> You can find this through search:
> http://attractivechaos.github.com/plb/
>
> Go looks fine, half the memory consumption of java. It's too slow on
> regex. I read somewhere that Go designers chose to implement regex in
> a way that gives it slow performance for short regex, but constant
> performance for longer regex. This is not helpful for most real world
> situations, where we just need to execute very short regular
> expressions. "How often do you write a regex > 30 characters?" To this
> date I literally never needed them.
No. It's to have strict, reasonable upper limits on the time a regex
takes to run, relative to the length of the regex. This means better
performance for certain special regexes that a typical implementation
has major difficulties with, potentially taking "longer than the life
of the universe" to handle. This means that taking regexes from a source
does not require trusting that source not to try to hang you. It also
means no messy "regex optimisation" stuff.
I would suggest this is preferrable in many real world situations to
improved performance; security is an issue more often than the
performance gap is.
All that said, a big part of the reason it is as slow as it is is
simply that it isn't *that* optimised yet, compared to the libraries
those languages use for regexes, which are almost universally actually
written in C and thus a poor metric of the language itself. This can be
improved without compromising any of the above.
At any rate, regex performance is not a significant measure; if you
don't like the stdlib implementation you can just use another. Unlike
Perl or some other languages, the provided version is not baked into
the language in some way replacements can't be.
> You can find this through search: http://attractivechaos.github.com/plb/
>
> Go looks fine, half the memory consumption of java. It's too slow on
> regex. I read somewhere that Go designers chose to implement regex in
> a way that gives it slow performance for short regex, but constant
> performance for longer regex. This is not helpful for most real world
> situations, where we just need to execute very short regular
> expressions. "How often do you write a regex > 30 characters?" To this
> date I literally never needed them.
It's not the overall length of the pattern. The problem with PCRE and friends is that they use an algorithm that can be exponential in the length of the input string.
Go's current regexp package is a simple placeholder that is, correctly, O(m+n). A new implementation is in the works, and now that SWIG is maturing a wrapper for RE2 (also O(m+n)) is also becoming plausible.
It was never the intention that Go has a slower regular expression library. A correct, linear-time one is a goal, however.
For the gazillionth time, I refer to http://swtch.com/~rsc/regexp/regexp1.html .
I'd like to reiterate the true problem: regular expressions, once the pride of Unix, became broken and misunderstood badly in the 1980s and early 1990s and have never recovered. Idiocy has prevailed. Many of the 'features' people find missing from the Go regexp package are really workarounds to overcome poorly chosen semantics of the Perl style of regexp and to avoid the exponential behavior.
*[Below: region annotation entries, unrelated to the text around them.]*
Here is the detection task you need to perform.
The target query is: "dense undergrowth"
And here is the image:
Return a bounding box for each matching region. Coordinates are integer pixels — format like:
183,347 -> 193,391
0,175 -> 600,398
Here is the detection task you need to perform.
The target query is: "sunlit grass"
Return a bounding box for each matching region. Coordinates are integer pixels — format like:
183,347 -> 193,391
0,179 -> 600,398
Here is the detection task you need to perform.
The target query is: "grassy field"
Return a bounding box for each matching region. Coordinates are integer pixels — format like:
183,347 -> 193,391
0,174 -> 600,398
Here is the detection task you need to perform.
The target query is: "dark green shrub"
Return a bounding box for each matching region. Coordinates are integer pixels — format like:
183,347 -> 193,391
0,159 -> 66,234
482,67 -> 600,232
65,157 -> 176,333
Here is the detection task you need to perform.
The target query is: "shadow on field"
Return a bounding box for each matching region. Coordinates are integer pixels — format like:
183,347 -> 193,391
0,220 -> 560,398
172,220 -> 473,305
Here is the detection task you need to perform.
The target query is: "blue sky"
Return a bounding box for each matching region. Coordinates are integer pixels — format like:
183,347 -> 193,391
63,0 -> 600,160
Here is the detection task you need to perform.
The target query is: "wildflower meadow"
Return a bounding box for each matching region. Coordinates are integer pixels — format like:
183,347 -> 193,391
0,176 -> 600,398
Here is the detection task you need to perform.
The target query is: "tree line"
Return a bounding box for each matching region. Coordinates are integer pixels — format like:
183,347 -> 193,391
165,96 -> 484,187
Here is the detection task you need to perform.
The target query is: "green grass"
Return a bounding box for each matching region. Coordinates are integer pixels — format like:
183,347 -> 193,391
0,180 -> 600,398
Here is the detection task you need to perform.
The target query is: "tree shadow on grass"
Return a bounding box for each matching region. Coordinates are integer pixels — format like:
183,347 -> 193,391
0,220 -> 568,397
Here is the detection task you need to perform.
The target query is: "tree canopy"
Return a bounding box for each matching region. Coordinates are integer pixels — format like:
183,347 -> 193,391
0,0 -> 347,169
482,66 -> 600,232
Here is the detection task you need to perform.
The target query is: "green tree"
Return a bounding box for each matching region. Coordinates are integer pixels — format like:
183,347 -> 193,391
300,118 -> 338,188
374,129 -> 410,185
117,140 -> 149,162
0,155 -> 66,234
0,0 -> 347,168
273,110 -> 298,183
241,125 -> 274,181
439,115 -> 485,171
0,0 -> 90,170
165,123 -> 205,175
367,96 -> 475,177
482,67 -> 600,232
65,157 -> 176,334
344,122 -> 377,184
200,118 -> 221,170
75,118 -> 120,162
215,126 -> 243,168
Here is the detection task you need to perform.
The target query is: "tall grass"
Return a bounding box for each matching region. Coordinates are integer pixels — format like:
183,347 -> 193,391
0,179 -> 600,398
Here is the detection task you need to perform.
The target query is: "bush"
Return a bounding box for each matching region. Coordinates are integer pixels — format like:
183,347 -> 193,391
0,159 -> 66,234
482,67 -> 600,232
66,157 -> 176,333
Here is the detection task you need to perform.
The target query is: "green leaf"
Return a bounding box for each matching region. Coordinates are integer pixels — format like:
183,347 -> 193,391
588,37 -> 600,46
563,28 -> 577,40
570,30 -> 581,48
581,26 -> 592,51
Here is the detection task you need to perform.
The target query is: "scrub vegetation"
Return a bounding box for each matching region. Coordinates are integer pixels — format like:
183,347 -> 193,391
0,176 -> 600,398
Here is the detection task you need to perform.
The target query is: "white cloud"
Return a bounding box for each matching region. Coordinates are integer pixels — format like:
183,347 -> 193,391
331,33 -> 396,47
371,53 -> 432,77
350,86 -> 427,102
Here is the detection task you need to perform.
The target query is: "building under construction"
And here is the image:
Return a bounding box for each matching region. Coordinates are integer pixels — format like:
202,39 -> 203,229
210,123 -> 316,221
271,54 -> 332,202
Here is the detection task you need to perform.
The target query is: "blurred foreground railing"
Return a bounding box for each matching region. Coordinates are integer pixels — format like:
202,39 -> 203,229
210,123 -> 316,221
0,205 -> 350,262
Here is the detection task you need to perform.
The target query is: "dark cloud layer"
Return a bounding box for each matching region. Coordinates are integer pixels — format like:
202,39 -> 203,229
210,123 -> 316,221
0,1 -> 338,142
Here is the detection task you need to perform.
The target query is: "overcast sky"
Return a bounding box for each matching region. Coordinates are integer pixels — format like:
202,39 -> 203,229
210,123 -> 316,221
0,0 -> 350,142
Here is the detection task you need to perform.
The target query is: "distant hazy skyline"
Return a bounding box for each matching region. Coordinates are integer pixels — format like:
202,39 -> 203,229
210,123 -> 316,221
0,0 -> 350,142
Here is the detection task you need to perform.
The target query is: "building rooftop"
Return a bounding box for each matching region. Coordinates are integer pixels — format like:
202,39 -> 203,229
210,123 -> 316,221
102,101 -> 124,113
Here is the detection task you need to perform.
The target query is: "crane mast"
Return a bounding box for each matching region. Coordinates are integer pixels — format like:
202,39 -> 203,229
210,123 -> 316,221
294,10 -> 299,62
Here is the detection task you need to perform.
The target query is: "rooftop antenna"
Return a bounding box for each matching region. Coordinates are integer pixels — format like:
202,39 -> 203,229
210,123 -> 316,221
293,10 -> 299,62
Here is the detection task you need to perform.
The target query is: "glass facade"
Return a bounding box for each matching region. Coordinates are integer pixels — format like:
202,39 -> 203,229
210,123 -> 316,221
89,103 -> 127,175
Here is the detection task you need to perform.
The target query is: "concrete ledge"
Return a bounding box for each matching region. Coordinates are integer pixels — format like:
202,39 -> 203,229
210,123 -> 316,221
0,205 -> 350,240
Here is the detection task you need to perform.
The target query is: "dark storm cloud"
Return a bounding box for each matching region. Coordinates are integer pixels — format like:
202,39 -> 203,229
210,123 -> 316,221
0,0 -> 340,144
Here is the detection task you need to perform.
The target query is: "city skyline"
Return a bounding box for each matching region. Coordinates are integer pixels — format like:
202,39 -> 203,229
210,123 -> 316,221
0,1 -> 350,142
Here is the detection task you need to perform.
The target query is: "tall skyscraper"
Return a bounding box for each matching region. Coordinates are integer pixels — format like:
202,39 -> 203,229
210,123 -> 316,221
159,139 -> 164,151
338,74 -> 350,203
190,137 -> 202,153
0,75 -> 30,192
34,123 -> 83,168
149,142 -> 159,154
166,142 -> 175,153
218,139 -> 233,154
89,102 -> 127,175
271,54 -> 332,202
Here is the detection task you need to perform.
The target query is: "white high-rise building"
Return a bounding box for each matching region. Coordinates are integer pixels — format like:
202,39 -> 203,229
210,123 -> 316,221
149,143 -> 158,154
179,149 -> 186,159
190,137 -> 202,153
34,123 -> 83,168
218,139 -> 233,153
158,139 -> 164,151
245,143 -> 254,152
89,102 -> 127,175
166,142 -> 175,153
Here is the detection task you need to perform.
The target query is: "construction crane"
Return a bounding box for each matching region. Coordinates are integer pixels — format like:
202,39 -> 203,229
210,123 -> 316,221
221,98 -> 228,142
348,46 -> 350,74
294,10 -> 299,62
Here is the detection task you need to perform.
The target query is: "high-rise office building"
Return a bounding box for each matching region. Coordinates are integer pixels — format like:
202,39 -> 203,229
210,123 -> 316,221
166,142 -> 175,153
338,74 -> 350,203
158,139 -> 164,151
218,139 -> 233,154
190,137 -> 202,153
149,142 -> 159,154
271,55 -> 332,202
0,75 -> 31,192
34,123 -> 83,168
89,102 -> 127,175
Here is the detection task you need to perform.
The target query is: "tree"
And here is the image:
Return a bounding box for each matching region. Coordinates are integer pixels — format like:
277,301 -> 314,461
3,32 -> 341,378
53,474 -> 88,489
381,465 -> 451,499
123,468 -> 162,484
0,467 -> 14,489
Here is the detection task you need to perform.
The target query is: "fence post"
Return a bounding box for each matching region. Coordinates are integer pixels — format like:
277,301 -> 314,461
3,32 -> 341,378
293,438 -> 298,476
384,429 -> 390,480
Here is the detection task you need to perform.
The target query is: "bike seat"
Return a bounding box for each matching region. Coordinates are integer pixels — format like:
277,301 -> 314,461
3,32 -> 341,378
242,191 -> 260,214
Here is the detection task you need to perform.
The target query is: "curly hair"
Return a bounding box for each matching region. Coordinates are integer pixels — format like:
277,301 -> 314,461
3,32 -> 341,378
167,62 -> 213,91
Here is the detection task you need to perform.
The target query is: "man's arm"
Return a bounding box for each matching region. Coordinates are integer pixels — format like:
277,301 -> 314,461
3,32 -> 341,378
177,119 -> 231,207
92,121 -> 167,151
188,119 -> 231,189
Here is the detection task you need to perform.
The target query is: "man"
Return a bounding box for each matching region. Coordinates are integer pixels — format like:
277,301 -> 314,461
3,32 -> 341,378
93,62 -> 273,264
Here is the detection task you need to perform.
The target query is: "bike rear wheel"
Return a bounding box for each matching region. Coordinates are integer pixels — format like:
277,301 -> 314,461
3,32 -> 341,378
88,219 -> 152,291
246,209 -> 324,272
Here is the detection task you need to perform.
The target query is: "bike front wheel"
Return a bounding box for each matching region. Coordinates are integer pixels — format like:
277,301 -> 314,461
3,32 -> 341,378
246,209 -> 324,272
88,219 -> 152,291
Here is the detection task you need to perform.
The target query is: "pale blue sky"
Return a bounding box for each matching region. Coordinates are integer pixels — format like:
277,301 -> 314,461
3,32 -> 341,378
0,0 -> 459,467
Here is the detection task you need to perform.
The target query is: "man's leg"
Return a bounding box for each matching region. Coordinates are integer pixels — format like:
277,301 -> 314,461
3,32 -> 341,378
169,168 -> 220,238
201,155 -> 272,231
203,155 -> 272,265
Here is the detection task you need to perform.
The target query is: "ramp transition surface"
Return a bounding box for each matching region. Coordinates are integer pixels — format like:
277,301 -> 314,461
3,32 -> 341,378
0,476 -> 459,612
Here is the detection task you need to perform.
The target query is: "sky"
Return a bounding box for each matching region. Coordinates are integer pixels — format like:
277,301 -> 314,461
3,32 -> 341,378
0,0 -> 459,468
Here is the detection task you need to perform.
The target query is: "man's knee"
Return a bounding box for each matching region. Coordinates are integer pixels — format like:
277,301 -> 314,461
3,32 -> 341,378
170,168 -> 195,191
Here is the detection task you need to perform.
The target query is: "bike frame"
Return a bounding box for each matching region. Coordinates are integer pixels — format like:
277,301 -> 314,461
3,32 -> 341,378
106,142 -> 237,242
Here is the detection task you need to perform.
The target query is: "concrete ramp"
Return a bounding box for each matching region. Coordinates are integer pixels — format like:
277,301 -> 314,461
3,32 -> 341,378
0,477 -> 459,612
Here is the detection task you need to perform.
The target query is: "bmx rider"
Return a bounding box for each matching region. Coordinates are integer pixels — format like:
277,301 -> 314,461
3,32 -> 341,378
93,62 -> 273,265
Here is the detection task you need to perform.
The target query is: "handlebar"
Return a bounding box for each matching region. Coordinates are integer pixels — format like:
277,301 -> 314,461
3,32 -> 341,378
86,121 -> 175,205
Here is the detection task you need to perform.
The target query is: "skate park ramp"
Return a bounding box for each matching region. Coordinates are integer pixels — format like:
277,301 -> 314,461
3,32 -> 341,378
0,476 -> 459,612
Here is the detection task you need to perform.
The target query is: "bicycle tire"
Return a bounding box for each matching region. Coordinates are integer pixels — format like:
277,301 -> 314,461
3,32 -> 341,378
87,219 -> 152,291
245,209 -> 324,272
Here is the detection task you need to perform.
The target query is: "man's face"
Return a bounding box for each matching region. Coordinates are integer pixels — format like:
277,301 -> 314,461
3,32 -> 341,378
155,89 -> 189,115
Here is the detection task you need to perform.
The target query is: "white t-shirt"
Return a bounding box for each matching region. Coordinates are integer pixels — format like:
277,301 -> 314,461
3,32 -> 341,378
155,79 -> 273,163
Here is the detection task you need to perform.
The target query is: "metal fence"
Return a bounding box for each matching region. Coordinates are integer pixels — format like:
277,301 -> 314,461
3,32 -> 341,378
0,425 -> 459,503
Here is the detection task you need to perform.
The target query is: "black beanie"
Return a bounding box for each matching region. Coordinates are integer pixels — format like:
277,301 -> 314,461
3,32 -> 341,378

You see, the (valid) complaint that Go's regexp package is slow is never offset by comments that, unlike most implementations, it's actually correct. For me, correctness is more important than speed. It's possible to be correct *and* fast, however, as Russ writes, and that will come. It's just a fair bit of work. (And to keep people happy, the semantics will need to be broken and the feature set must be needlessly expanded, but that's life.)
It all makes me ineffably sad. Once, regexps just worked. Nowadays you need to choose your implementation carefully, and you don't get to choose proper semantics.
-rob
-rob